Jazz Cubano #27: Arturo and Elio, Thinking Out Loud
2016Single piece Signed Dated Titled
Size
31.97 x 32 in
Reference
959f6fcd
Year
2016
Medium
Drawings & Works on Paper
TECHNIQUE: PAPERS, OIL, FLASHE, PENCIL, MSA GEL
The movement and space in Afro-Cuban jazz has long fascinated Ellen Priest, especially the percussion. In her 2012-16 Jazz Cubano Series she took those complex rhythms and melodies apart to reconstruct them visually.
She began work in 2012 with the music of Cuban percussionist Arturo Stable and Cuban pianist Elio Villafranca using their duo recording Dos Y Mas.
In order to find a visual translation she had to break the music down into its simplest components – literally, single percussion sounds. Those fueled a series of fifty brush studies. Next she transferred pairs of them one over another and painted into them – the “Percussion Drawings.” Only after many months she was comfortable beginning the larger brush studies and layered paintings.

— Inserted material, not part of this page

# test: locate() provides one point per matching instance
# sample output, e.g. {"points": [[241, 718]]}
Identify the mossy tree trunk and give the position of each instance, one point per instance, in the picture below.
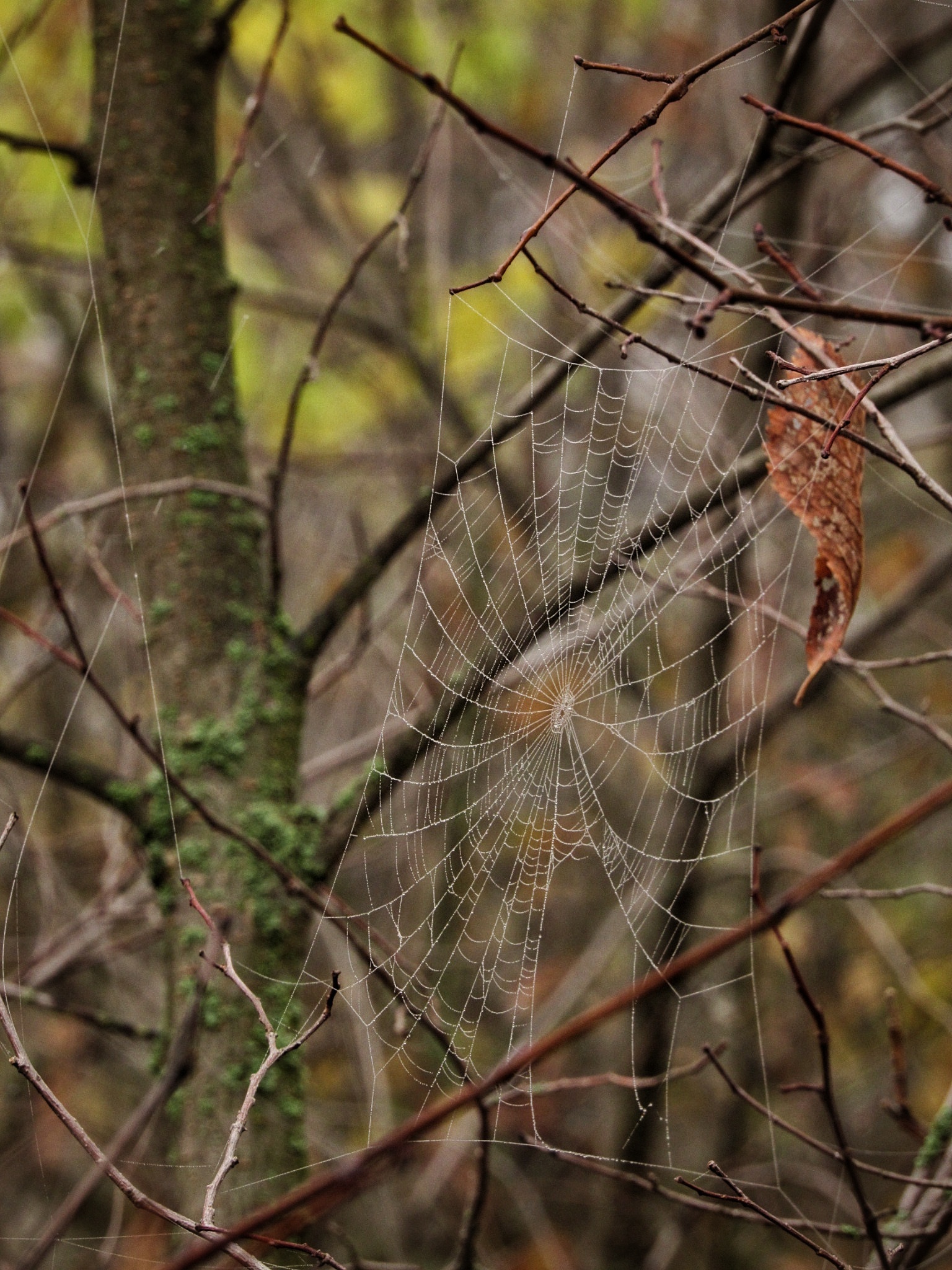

Making their work a painting/jazz conversation, Arturo and Elio improvised from Ellen's brush studies in April 2013. She composed new pieces from music informally recorded in that session – layered, collaged paintings titled, Jazz Cubano # 20-17: Arturo and Elio, Thinking Out Loud.
The second phase of Jazz Cubano is based on a piece from Stefon Harris’, David Sanchez’ and Christian Scott’s Ninety Miles Project. “Brown Belle Blues” was composed by vibraphonist Stefon Harris. The overlays of rhythms caught Ellen's imagination instantly when she heard them perform it live at a jazz festival in the summer of 2011.
1951 , United States
Ellen Priest is an American abstract artist who is inspired by music and most notably by jazz. She lives and works near Philadelphia.
Education
Priest received her Master of Divinity from Yale University Divinity School in 1977 with a dual qualification in Christianity and the Visual Arts. As an artist, she is largely self-taught.
Technique
Ellen Priest's jazz-based abstractions balance directly on the border between painting and sculpture – vibrantly colored spatial illusions when reading from a distance and 3-D relief constructions of layered, collaged paper when seen up close.
Inspiration
Jazz has been her subject matter since 1990. Drawing is always central to her process, as well as standing on its own.
The artist's inspiration comes from surprisingly diverse sources:
• Life-long visual art influences include Cezanne's late watercolors, Matisse's color and compositional structure, and Abstract Expressionism, especially the paintings of Willem De Kooning and Joan Mitchell.
• The rhythmic and harmonic structures in jazz and related African and Latin American music.
• Her athletic pursuits, since her paintings are really about movement. Priest's favorite sports are "balance sports," where motion depends on weight and balance thrown off-centre, often in response to terrain, like skiing.
Notable distinctions
The Pollock-Krasner Foundation has twice awarded Priest major grants to support her innovation.
Relevant quote
In July 2010, art critic Victoria Donohoe wrote about Priest?s work in two Wilmington exhibitions for The Philadelphia Inquirer: “Priest deliberately blurs the boundary between painting and jazz in her Venezuelan Suite painted collages. These use form as a language of music... Seeing jazz as full of joy and energy, able to transform sadness, Priest uses it successfully here to create materialized movement in actual worlds of coloured space.”